In Senegal, only 39 percent of people over 15 years old are literate; 38 percent of children are in school; and 63 percent of the population lives on under $2 dollars a day, according to the latest UN Human Development Index.

“The question is not so much ‘Can computers make a difference?’” George Roter, co-founder of the Canadian organization Engineers Without Borders, told IRIN. “The bigger question is…‘What are the bottlenecks to a child getting an education?’ The natural answer is not that there aren’t enough computers.”

In rural African villages, barriers to education are “less sexy” issues, such as retention of quality teachers and malnutrition among children, Roter said, adding that resources should be prioritized accordingly.

Other concerns include the training of teachers, how computers would be disposed of, and the costs involved with maintenance.

A 2002 study by the World Bank Human Development Network and the UK Department for International Development (DfID) found that the total cost of ensuring effective computer learning in secondary schools in developing countries could well be around five times the cost of the computer equipment itself.

Challenges

Even in its urban setting, the Serigne Amadou Aly Mbaye school faces challenges every day with its computer project.

Some of the older teachers are resistant to change and refuse to take part. Kids huddle around the computers, sitting two or three to a chair, as there is only one computer for every six children. Also, because of an unreliable power supply, every time all six computers are turned on at once, a loud beeping noise starts up and three of the computers often shut down.

“Sometimes”, school director Cheikh Sylla told IRIN, “you prepare your lesson, with internet and video-projection, then the electricity cuts. You become totally disabled.”

Still, those involved in the project say African students must not and need not allow poverty and underdevelopment to limit their options.

“There is little doubt that sub-Saharan Africa's underserved populations are missing out on the boons of information and communication technology,” the Canadian sponsor IDRC wrote on its website.

“Even if they’re poor, they have to evolve with the world,” grade 3 teacher Ndickou Diop Ndaw said of her students. She questioned how students would conduct research at university level and how they would keep up with others if they did not know how to use computers.

“Being poor doesn’t mean being poor in knowledge too.”

There’s no sense in waiting for the continent to develop further before embracing technology, added school director Sylla. In fact, he said, embracing technology will lead to more development.

“It can open doors,” added researcher Papa Amadou Sène of INEADE. “It can pull people out of poverty.”

Motivated students

Teachers at the Serigne Amadou Aly Mbaye school have been using computers in some classrooms since 2003 to do maths problems, French vocabulary exercises, research projects, and geometry tracing.

They say it allows students to instantly see their mistakes, and correct their work themselves, and also motivates students to work harder. Tools like video-projection create moving, life-size images that allow students to experience the feel and atmosphere of places they could only read about in books.

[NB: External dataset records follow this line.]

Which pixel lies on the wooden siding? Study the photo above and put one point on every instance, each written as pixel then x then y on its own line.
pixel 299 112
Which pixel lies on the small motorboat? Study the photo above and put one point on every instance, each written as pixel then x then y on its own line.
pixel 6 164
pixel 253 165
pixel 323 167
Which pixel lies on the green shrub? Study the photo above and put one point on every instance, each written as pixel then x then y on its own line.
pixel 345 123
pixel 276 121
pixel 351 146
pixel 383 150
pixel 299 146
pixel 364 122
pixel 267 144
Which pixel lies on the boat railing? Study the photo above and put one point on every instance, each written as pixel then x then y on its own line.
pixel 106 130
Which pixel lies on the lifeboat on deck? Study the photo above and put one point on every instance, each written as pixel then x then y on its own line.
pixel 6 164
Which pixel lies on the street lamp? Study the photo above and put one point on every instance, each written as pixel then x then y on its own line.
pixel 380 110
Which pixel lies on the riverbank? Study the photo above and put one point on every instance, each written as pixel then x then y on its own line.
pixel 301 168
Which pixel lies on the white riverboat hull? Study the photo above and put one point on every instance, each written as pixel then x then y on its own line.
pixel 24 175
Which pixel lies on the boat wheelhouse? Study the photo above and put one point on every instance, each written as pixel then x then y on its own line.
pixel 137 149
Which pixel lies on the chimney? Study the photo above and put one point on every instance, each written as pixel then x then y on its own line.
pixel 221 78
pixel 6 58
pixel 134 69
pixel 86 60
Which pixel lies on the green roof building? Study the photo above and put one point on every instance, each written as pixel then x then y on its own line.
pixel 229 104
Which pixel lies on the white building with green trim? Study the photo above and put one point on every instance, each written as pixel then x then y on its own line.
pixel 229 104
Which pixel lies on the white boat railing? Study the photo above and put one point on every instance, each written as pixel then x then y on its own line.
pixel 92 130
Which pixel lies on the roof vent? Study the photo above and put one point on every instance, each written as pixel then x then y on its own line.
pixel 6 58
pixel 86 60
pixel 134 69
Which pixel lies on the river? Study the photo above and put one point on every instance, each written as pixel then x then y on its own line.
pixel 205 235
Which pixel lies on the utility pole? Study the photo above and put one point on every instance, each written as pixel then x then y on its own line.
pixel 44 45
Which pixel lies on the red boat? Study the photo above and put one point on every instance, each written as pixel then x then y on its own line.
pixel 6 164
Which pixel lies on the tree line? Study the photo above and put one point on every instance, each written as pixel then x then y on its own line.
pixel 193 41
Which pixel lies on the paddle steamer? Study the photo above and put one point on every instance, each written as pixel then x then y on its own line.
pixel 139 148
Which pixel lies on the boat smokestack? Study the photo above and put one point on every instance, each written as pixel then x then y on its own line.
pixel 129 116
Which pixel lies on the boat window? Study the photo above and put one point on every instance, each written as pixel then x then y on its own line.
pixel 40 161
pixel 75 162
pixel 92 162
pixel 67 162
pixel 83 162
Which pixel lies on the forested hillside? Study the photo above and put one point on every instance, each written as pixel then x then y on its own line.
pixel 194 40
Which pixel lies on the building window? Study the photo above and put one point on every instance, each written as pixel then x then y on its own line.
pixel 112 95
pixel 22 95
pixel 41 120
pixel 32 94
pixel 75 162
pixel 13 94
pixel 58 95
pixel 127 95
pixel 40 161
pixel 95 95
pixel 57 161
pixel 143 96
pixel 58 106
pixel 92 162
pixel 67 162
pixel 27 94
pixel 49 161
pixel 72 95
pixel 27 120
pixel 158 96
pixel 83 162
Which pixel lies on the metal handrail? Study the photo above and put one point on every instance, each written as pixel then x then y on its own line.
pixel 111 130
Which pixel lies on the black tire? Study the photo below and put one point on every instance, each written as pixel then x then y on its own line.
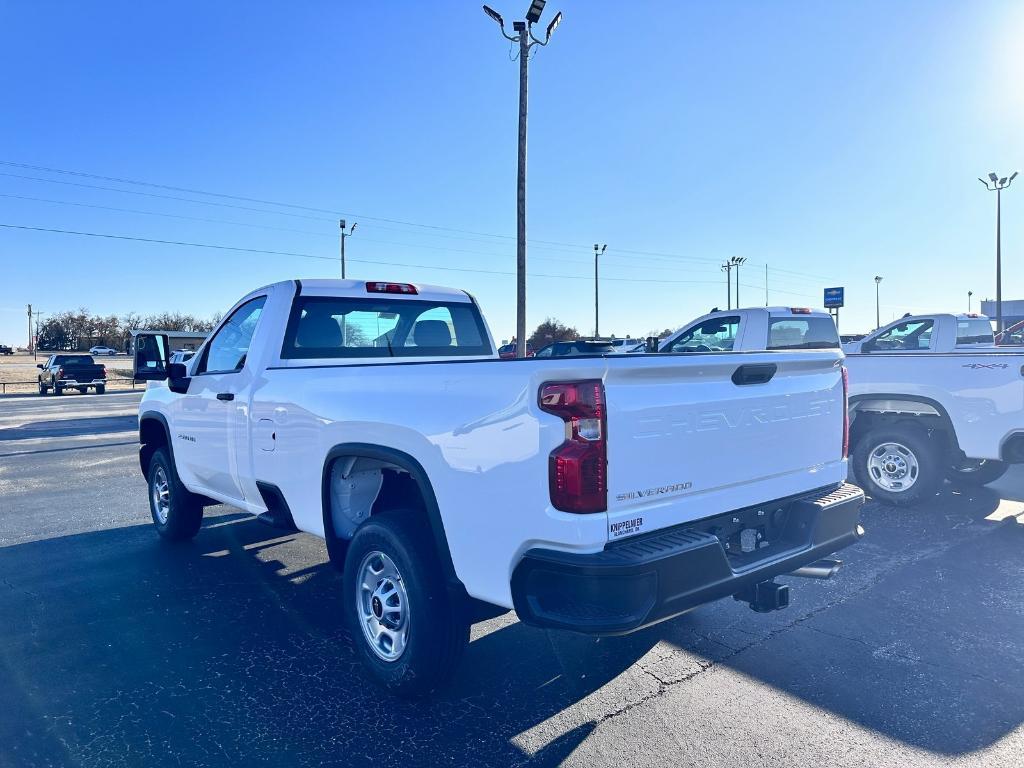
pixel 436 631
pixel 181 518
pixel 915 449
pixel 977 471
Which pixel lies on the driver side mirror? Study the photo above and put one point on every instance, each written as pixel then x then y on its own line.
pixel 151 357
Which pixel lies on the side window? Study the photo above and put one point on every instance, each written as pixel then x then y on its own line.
pixel 227 349
pixel 716 335
pixel 904 337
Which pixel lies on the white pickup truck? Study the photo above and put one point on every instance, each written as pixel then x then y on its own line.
pixel 595 494
pixel 755 329
pixel 930 395
pixel 928 333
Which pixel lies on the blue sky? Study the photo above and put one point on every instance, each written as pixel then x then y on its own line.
pixel 833 141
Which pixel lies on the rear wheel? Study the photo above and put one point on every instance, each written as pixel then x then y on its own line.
pixel 899 465
pixel 176 512
pixel 977 471
pixel 407 632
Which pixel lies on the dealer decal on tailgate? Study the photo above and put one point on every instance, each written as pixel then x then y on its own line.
pixel 625 527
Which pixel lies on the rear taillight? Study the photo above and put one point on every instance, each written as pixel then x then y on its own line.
pixel 578 468
pixel 846 413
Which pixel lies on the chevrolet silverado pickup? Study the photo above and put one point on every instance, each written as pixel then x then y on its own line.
pixel 931 397
pixel 594 494
pixel 79 372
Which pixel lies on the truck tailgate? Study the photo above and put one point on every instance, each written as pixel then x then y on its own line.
pixel 691 436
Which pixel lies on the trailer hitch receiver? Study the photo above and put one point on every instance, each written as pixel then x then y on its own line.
pixel 765 596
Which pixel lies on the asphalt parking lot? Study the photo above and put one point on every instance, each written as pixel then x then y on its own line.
pixel 117 648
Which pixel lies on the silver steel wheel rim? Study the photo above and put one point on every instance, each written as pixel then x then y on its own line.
pixel 160 491
pixel 382 605
pixel 893 467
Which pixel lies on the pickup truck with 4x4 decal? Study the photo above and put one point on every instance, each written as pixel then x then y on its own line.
pixel 597 494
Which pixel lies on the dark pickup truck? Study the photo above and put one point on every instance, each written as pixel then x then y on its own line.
pixel 79 372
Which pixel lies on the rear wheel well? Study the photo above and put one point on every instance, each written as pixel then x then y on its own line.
pixel 935 426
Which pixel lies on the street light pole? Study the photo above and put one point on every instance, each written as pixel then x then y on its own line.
pixel 598 251
pixel 525 39
pixel 878 307
pixel 345 236
pixel 997 184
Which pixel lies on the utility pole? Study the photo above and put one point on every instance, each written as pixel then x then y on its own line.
pixel 525 39
pixel 878 311
pixel 736 262
pixel 345 236
pixel 598 251
pixel 35 345
pixel 727 267
pixel 997 184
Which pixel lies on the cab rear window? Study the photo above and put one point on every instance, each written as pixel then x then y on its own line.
pixel 974 331
pixel 337 327
pixel 803 333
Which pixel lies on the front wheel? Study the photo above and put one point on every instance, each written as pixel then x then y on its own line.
pixel 176 512
pixel 901 466
pixel 977 471
pixel 407 632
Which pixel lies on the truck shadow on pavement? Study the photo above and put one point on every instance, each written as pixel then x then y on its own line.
pixel 71 427
pixel 117 648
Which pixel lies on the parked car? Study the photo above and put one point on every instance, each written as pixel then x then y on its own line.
pixel 576 348
pixel 79 372
pixel 755 329
pixel 629 345
pixel 507 351
pixel 928 333
pixel 599 494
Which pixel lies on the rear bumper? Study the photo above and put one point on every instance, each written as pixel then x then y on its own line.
pixel 648 579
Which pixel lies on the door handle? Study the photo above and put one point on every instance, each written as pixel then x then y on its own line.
pixel 756 373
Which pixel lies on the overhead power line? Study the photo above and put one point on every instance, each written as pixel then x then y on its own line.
pixel 434 229
pixel 239 249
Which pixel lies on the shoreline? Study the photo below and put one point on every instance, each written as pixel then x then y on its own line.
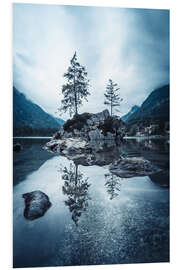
pixel 32 137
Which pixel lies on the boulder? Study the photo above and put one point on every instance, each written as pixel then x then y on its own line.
pixel 86 132
pixel 37 203
pixel 17 147
pixel 132 167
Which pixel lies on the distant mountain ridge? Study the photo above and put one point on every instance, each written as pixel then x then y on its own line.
pixel 154 108
pixel 29 118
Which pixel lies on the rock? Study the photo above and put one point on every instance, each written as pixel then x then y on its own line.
pixel 17 147
pixel 87 131
pixel 37 203
pixel 132 167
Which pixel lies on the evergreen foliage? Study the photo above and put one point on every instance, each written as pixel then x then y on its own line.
pixel 112 97
pixel 76 87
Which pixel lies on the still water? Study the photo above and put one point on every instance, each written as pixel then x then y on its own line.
pixel 95 217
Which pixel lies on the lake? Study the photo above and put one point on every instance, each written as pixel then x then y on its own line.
pixel 96 217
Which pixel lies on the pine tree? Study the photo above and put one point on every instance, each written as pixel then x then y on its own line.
pixel 112 97
pixel 76 87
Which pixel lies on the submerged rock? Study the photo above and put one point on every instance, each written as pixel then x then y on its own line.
pixel 37 203
pixel 132 167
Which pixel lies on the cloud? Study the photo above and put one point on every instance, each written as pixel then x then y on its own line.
pixel 130 46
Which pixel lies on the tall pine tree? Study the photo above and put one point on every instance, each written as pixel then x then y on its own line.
pixel 112 97
pixel 76 87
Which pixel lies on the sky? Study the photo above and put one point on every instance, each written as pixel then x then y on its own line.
pixel 129 46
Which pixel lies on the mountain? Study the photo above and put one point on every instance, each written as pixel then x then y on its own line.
pixel 31 119
pixel 126 116
pixel 154 109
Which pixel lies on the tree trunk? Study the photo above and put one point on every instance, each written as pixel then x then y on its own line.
pixel 75 96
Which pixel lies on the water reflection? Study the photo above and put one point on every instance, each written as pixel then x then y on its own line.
pixel 113 185
pixel 76 188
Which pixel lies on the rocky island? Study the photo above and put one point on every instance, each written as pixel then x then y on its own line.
pixel 87 132
pixel 93 139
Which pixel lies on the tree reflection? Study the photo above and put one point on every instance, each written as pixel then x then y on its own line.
pixel 76 188
pixel 113 185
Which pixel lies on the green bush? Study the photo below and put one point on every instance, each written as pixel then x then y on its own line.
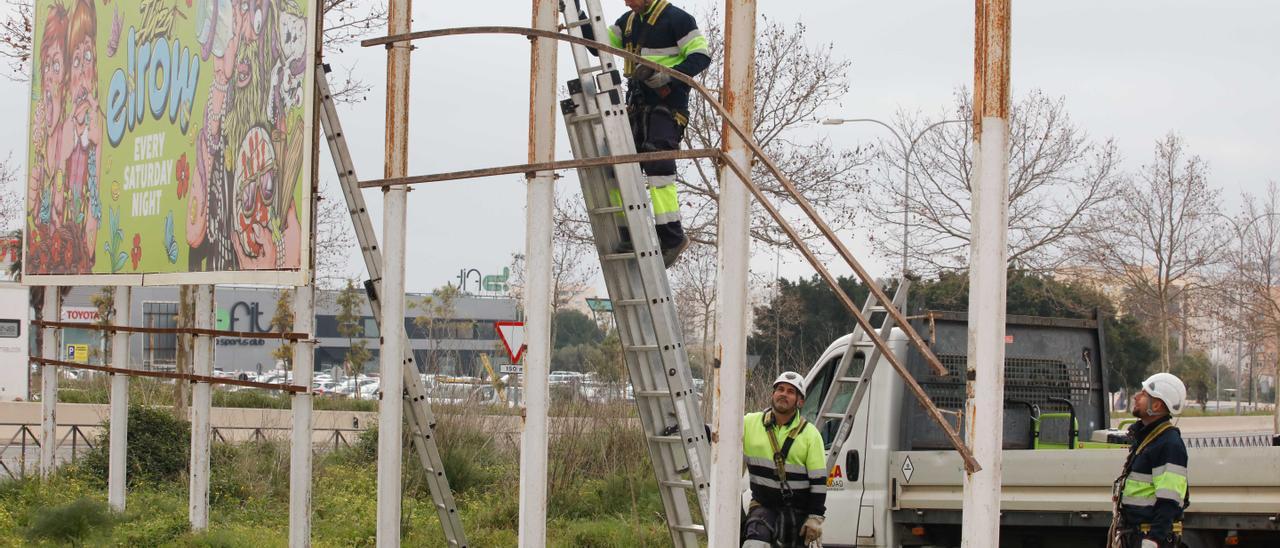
pixel 69 523
pixel 159 448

“The students invest themselves more because it’s interesting for them,” school director Sylla said. “There are things to discover.”

Absences are down. Results are up. In the director’s office sits a trophy the students won at a regional learning contest, where they made it to the semi-finals last year.

“It’s thanks to the internet that the students have access to extraordinary resources that have hugely opened doors to knowledge,” Sylla said.

Children already have access to computers through the scores of internet cafes that line the streets of Dakar. Sylla said it was important they use the machines in an educational setting as well.

“They’ll listen to music, look at pornographic sites and chat,” Sylla said. “Children who don’t have the internet at school will think that that’s all the internet is good for.”

An increasing number of elementary schools in Senegal are seeing technology enter their classrooms. Of close to 7,000 elementary schools in Senegal, 231 declared having at least one computer in a survey of schools in Dakar, St. Louis and Thies, according to INEADE’s Sène.

Sène said the government is in the process of distributing 30,000 computers to elementary schools, starting in Dakar. He added the government has already made 100,000 orders for the $100 laptop.